Y al tiempo que nos asustan (ya que donde quiera que doblen las campanas, doblan por ti), resulta inevitable que nos traigan un hálito de esperanza, sobre todo por el distanciamiento más bien cínico con que nos vemos a nosotros mismos valorando las actitudes de esos fanáticos chavistas, idiotizados instrumentos del poder, mientras concluimos que una situación semejante ya no es posible en Cuba, como no sea a través de algún poco serio montaje politiquero.
De pronto, y casi sin darnos cuenta, nos reconocemos regresando del infierno, no por haberlo dejado atrás materialmente, puesto que aún nos debatimos entre sus llamas -y solo el diablo sabe por cuánto tiempo más-, pero sí a partir de la certidumbre de que ya no lo hacemos a gusto, ni engañados, ni por energúmena elección, como parecen hacerlo los chavistas que nos muestra la televisión.

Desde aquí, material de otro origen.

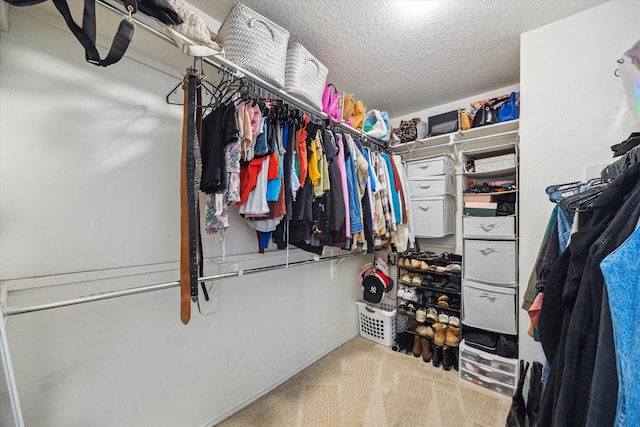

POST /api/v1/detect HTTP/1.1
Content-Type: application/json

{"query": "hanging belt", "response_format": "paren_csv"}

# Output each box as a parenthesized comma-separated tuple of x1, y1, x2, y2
(180, 71, 198, 324)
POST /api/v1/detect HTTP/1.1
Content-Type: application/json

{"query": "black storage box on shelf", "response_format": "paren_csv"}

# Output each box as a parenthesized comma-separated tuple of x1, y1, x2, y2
(428, 110, 460, 137)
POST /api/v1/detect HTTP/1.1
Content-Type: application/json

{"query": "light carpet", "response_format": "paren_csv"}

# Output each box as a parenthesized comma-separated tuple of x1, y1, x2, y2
(217, 336, 512, 427)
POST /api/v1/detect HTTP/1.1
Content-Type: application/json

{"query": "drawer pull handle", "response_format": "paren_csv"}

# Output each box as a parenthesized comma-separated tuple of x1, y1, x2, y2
(419, 206, 431, 211)
(419, 164, 432, 169)
(480, 224, 496, 232)
(478, 248, 499, 256)
(478, 293, 497, 302)
(419, 184, 433, 189)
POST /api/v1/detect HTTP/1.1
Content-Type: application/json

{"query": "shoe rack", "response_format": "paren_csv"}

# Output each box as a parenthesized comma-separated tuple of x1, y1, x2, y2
(394, 252, 462, 371)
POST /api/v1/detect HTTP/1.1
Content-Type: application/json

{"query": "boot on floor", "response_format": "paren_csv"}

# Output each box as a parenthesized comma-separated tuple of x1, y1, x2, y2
(421, 338, 432, 363)
(412, 334, 422, 357)
(442, 346, 456, 371)
(432, 344, 443, 368)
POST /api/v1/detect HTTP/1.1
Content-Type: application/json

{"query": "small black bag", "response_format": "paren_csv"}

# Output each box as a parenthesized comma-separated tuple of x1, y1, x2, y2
(472, 100, 499, 127)
(5, 0, 182, 67)
(497, 334, 518, 358)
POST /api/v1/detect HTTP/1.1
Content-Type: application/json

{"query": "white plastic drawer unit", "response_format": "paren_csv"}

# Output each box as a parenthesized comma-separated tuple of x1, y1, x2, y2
(459, 340, 518, 398)
(462, 281, 517, 335)
(460, 341, 518, 376)
(406, 155, 454, 179)
(411, 195, 455, 237)
(463, 216, 515, 239)
(463, 239, 517, 286)
(407, 175, 454, 197)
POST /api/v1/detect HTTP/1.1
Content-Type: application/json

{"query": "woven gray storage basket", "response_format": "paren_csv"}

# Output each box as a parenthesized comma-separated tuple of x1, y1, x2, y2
(216, 3, 289, 89)
(284, 43, 328, 110)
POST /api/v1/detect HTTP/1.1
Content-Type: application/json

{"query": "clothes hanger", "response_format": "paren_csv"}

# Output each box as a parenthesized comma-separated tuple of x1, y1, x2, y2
(165, 61, 219, 108)
(559, 183, 607, 212)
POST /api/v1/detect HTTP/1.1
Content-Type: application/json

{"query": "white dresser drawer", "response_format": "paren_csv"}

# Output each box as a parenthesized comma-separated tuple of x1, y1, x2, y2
(411, 195, 455, 237)
(463, 239, 517, 286)
(463, 216, 515, 239)
(462, 281, 517, 334)
(407, 175, 454, 197)
(406, 155, 454, 179)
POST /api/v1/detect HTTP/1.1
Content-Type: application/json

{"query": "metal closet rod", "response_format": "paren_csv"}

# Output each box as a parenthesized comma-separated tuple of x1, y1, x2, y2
(395, 129, 519, 157)
(95, 0, 386, 150)
(4, 251, 366, 317)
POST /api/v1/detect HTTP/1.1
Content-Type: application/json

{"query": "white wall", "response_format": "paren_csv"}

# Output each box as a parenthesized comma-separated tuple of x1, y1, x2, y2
(0, 5, 365, 426)
(519, 0, 640, 363)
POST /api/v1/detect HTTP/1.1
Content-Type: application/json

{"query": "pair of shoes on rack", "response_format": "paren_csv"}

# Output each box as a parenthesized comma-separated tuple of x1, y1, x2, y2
(412, 335, 433, 362)
(398, 286, 418, 301)
(399, 302, 417, 315)
(437, 294, 449, 308)
(437, 314, 460, 327)
(392, 332, 414, 354)
(416, 306, 427, 322)
(433, 323, 461, 348)
(426, 307, 438, 322)
(416, 324, 434, 339)
(401, 273, 423, 286)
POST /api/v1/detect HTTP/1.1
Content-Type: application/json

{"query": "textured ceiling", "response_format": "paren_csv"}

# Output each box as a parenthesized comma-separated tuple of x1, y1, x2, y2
(190, 0, 606, 118)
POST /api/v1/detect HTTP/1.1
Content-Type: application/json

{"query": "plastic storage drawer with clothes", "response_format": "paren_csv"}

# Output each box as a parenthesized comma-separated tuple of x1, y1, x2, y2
(459, 369, 515, 397)
(459, 340, 518, 397)
(460, 340, 518, 374)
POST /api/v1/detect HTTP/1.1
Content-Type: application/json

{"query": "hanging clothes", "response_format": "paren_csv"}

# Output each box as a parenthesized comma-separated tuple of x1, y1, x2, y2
(537, 162, 640, 427)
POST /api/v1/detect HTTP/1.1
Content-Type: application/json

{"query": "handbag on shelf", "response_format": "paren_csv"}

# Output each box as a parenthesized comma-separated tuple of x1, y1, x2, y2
(216, 3, 290, 88)
(322, 84, 342, 124)
(497, 91, 520, 123)
(284, 43, 328, 111)
(394, 118, 427, 143)
(4, 0, 182, 67)
(352, 100, 365, 130)
(472, 100, 499, 128)
(458, 108, 472, 130)
(342, 94, 355, 126)
(163, 0, 223, 57)
(363, 109, 391, 142)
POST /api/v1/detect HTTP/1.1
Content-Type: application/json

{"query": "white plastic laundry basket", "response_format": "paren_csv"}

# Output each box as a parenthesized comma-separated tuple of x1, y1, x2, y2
(356, 298, 398, 347)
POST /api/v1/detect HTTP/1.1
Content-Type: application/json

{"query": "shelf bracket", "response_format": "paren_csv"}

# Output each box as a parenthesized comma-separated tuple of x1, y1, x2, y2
(331, 258, 346, 279)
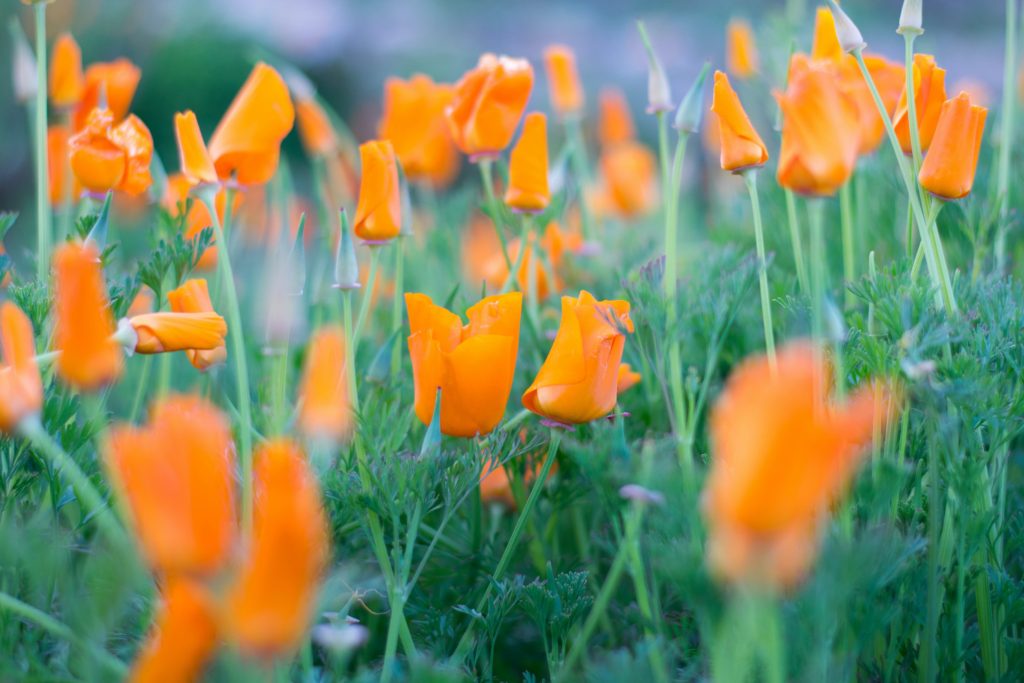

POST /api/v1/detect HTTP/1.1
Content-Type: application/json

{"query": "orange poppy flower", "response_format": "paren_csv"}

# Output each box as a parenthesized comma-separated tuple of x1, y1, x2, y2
(174, 110, 218, 185)
(294, 97, 337, 158)
(918, 92, 987, 200)
(71, 59, 142, 131)
(353, 140, 402, 243)
(479, 456, 555, 508)
(207, 62, 295, 185)
(844, 53, 905, 155)
(49, 33, 84, 108)
(775, 55, 860, 196)
(47, 125, 81, 205)
(504, 112, 551, 213)
(710, 71, 768, 172)
(598, 88, 636, 148)
(811, 6, 843, 63)
(167, 279, 228, 371)
(726, 19, 759, 79)
(105, 395, 236, 576)
(616, 363, 641, 394)
(379, 75, 461, 189)
(406, 292, 522, 437)
(593, 141, 659, 218)
(53, 241, 123, 391)
(0, 302, 43, 434)
(128, 287, 155, 317)
(128, 579, 219, 683)
(127, 311, 227, 355)
(468, 220, 580, 300)
(893, 54, 948, 154)
(223, 440, 329, 658)
(297, 326, 351, 442)
(522, 290, 633, 425)
(69, 107, 153, 196)
(703, 342, 886, 589)
(445, 54, 534, 159)
(543, 45, 584, 117)
(864, 54, 906, 116)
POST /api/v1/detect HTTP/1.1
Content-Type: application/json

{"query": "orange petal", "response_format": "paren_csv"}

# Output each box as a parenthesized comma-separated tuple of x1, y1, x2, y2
(175, 111, 218, 185)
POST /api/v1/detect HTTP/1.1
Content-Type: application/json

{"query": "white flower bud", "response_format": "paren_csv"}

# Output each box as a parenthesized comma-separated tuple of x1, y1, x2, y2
(827, 1, 867, 53)
(898, 0, 924, 36)
(637, 21, 673, 114)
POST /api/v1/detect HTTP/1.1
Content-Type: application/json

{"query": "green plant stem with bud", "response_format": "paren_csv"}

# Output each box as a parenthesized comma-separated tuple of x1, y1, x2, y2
(742, 170, 777, 370)
(33, 1, 51, 282)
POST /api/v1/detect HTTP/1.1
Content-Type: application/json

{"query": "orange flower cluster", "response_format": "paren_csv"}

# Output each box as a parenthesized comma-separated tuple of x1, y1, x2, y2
(465, 219, 582, 300)
(591, 89, 658, 218)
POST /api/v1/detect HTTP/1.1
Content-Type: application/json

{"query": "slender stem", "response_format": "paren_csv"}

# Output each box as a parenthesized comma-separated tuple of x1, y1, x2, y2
(390, 237, 405, 377)
(995, 0, 1018, 273)
(904, 34, 923, 173)
(524, 214, 539, 327)
(33, 2, 51, 282)
(565, 118, 595, 242)
(499, 219, 531, 294)
(381, 498, 423, 683)
(201, 189, 253, 534)
(479, 159, 513, 271)
(627, 513, 669, 683)
(839, 181, 856, 309)
(785, 189, 810, 294)
(353, 247, 381, 350)
(743, 170, 777, 370)
(342, 290, 360, 413)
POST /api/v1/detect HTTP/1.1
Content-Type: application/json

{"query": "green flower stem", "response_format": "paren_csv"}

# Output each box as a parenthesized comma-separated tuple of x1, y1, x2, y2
(353, 246, 382, 349)
(903, 34, 924, 173)
(452, 430, 561, 663)
(33, 1, 52, 283)
(479, 158, 513, 271)
(381, 498, 423, 683)
(995, 0, 1019, 273)
(910, 201, 945, 282)
(523, 214, 540, 327)
(785, 189, 810, 294)
(626, 514, 669, 683)
(499, 219, 532, 294)
(0, 591, 127, 677)
(200, 189, 254, 535)
(742, 170, 777, 370)
(269, 346, 290, 434)
(565, 117, 596, 242)
(839, 180, 856, 309)
(390, 236, 405, 377)
(808, 198, 827, 367)
(919, 430, 944, 683)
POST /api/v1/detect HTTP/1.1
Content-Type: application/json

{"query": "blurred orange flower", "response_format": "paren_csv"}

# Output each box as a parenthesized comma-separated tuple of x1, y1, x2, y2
(616, 363, 641, 394)
(406, 292, 522, 437)
(597, 88, 636, 148)
(47, 125, 80, 205)
(845, 54, 905, 155)
(296, 97, 338, 158)
(69, 107, 153, 196)
(163, 174, 233, 271)
(128, 579, 219, 683)
(918, 92, 987, 200)
(894, 54, 948, 154)
(0, 302, 43, 434)
(726, 19, 759, 79)
(71, 59, 142, 131)
(710, 70, 768, 172)
(467, 219, 581, 300)
(379, 75, 461, 189)
(223, 440, 329, 658)
(446, 54, 534, 158)
(479, 456, 554, 508)
(544, 45, 584, 117)
(127, 287, 154, 317)
(297, 326, 351, 442)
(504, 112, 551, 213)
(53, 241, 123, 391)
(522, 290, 633, 425)
(167, 279, 228, 371)
(864, 54, 906, 116)
(593, 141, 659, 218)
(49, 33, 84, 108)
(353, 140, 402, 242)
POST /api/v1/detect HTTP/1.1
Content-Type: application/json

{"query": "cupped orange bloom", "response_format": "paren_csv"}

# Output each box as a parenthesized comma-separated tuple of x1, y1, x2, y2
(594, 141, 659, 218)
(49, 33, 84, 108)
(167, 278, 228, 371)
(47, 125, 80, 205)
(207, 63, 295, 185)
(379, 75, 461, 189)
(703, 342, 887, 589)
(53, 241, 123, 391)
(174, 110, 218, 185)
(69, 107, 153, 196)
(522, 290, 633, 425)
(598, 88, 636, 147)
(446, 53, 534, 158)
(0, 302, 43, 434)
(295, 97, 337, 158)
(223, 440, 329, 658)
(918, 92, 988, 200)
(406, 292, 522, 437)
(71, 59, 142, 131)
(710, 71, 768, 172)
(353, 140, 402, 242)
(297, 326, 351, 442)
(544, 45, 584, 117)
(128, 579, 219, 683)
(811, 6, 842, 63)
(726, 19, 759, 79)
(128, 311, 227, 355)
(105, 395, 236, 575)
(504, 112, 551, 213)
(616, 362, 641, 394)
(775, 55, 860, 196)
(894, 54, 948, 154)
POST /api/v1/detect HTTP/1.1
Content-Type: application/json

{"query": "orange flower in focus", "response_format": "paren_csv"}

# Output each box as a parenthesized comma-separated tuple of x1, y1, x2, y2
(594, 142, 659, 218)
(128, 310, 227, 355)
(47, 125, 80, 205)
(918, 92, 987, 200)
(617, 363, 641, 394)
(710, 71, 768, 172)
(544, 45, 584, 117)
(105, 395, 236, 576)
(0, 302, 43, 434)
(726, 19, 759, 79)
(167, 279, 228, 371)
(71, 59, 142, 131)
(207, 63, 295, 185)
(296, 97, 338, 158)
(406, 292, 522, 437)
(49, 33, 84, 108)
(128, 579, 219, 683)
(703, 342, 886, 590)
(811, 6, 842, 63)
(174, 111, 218, 185)
(775, 55, 860, 196)
(69, 107, 153, 196)
(53, 241, 123, 391)
(598, 88, 636, 147)
(446, 54, 534, 158)
(223, 440, 329, 658)
(522, 291, 633, 425)
(297, 326, 351, 442)
(379, 75, 461, 189)
(504, 112, 551, 213)
(353, 140, 402, 242)
(894, 54, 948, 154)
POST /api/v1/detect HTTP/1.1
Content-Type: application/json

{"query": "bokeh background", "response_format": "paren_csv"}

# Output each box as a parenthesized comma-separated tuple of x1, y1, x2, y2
(0, 0, 1008, 257)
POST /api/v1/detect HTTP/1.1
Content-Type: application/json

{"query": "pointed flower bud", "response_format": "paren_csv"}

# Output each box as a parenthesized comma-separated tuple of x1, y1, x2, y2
(419, 387, 443, 457)
(827, 0, 867, 53)
(673, 62, 711, 134)
(333, 210, 360, 290)
(636, 21, 673, 114)
(898, 0, 924, 36)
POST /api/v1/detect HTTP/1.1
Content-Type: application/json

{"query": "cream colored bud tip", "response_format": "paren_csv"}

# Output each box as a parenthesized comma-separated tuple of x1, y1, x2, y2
(898, 0, 924, 35)
(827, 0, 867, 53)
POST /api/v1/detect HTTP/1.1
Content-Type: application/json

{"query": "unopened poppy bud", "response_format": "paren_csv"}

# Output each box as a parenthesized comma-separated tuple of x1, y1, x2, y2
(10, 23, 36, 104)
(636, 21, 673, 114)
(674, 62, 711, 134)
(419, 387, 443, 457)
(827, 1, 867, 53)
(333, 210, 360, 290)
(898, 0, 924, 36)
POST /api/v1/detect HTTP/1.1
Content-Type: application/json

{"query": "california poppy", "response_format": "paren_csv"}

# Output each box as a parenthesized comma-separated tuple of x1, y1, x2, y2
(593, 141, 659, 218)
(893, 54, 948, 154)
(445, 54, 534, 159)
(174, 110, 218, 186)
(598, 88, 636, 148)
(710, 71, 768, 172)
(296, 97, 338, 158)
(128, 579, 219, 683)
(479, 456, 555, 508)
(0, 302, 43, 434)
(379, 75, 461, 189)
(504, 112, 551, 213)
(71, 59, 142, 131)
(53, 241, 123, 391)
(297, 326, 351, 442)
(522, 290, 633, 425)
(353, 140, 402, 243)
(69, 107, 153, 196)
(543, 45, 584, 117)
(726, 19, 759, 79)
(406, 292, 522, 437)
(846, 54, 905, 155)
(918, 92, 987, 200)
(167, 279, 228, 371)
(468, 220, 580, 300)
(127, 311, 227, 355)
(617, 363, 641, 394)
(163, 174, 233, 271)
(49, 33, 84, 108)
(811, 6, 843, 63)
(47, 125, 80, 205)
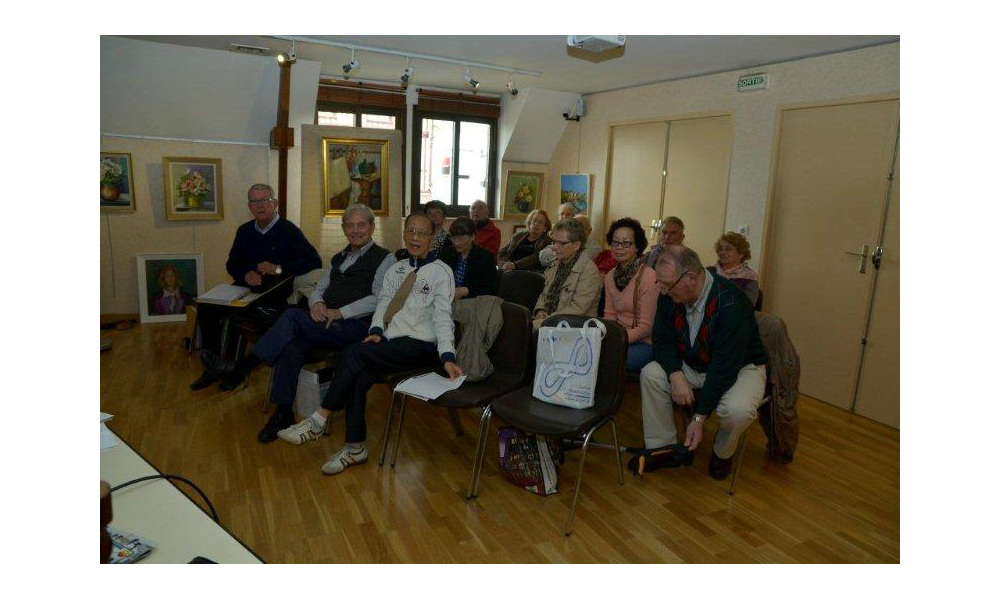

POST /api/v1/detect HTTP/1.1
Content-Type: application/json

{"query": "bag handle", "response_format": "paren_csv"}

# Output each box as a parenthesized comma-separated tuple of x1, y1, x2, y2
(631, 263, 646, 329)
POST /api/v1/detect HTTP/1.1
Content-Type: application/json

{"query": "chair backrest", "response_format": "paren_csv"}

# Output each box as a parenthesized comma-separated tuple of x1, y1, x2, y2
(487, 302, 533, 386)
(754, 287, 764, 312)
(540, 315, 629, 415)
(497, 269, 546, 312)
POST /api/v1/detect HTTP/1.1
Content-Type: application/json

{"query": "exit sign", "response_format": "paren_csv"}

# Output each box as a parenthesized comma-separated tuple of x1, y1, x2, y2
(737, 73, 769, 92)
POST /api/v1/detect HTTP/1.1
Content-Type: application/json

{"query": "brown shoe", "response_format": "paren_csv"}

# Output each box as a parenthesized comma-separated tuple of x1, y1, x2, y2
(708, 451, 732, 480)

Es increíble la vulnerabilidad que padecen las personas ante el riesgo siempre latente de la involución. Tardamos cientos de miles de años para evolucionar. Sin embargo, basta un decenio, poco más o menos, para que las malévolas influencias caudillistas y mesiánicas nos retrotraigan de vuelta al fondo de la incivilidad.
Ya nos habían advertido, desde Platón hasta Freud, que la estructura de base de todo ser humano no es la razón, sino la emoción. Somos, en principio, hijos de los efluvios apasionados, y en ello se afinca la mangoneadora influencia de los líderes.
Lo que nos faltaba por conocer, incluso mediante la experiencia del horroroso cuadro que aún sufrimos en Cuba, es este auténtico horror que sentimos al pensar en el futuro más próximo de los venezolanos, náufragos sin costas de una revolución que, para mal de males, tiene por líder a la sombra de un fantasma.
Es de esperar –al menos yo lo espero, tanto como lo deseo- que el gobierno de los Estados Unidos no le sirva en bandeja de plata a Nicolás Maduro y a su comparsa corrupta la tan socorrida pero siempre útil coartada del enemigo imperial que desde el exterior agrede la soberanía nacional. De igual forma, esperamos y deseamos que el desprecio burlón de la comunidad internacional ante Maduro, a partir de su cruda y caricaturesca pero amenazante brutalidad, no les lleve a bendecir, por prepotencia, el mal augurio para Latinoamérica y para la civilización occidental que representa el caso de Venezuela, en tanto oxígeno para el reverdecimiento de la guerra fría, ahora calentada con petrodólares.
Por lo demás, otra vez tiene razón aquel refrán según el cual siempre hay alguien que está peor que uno. Y la condición de peor para los venezolanos radica, grosso modo, en el detalle de que apenas comienzan el descenso a un abismo del que los cubanos todavía no hemos logrado sacar completamente la cabeza, aunque venimos subiendo, convencidos de la inviabilidad de una recaída.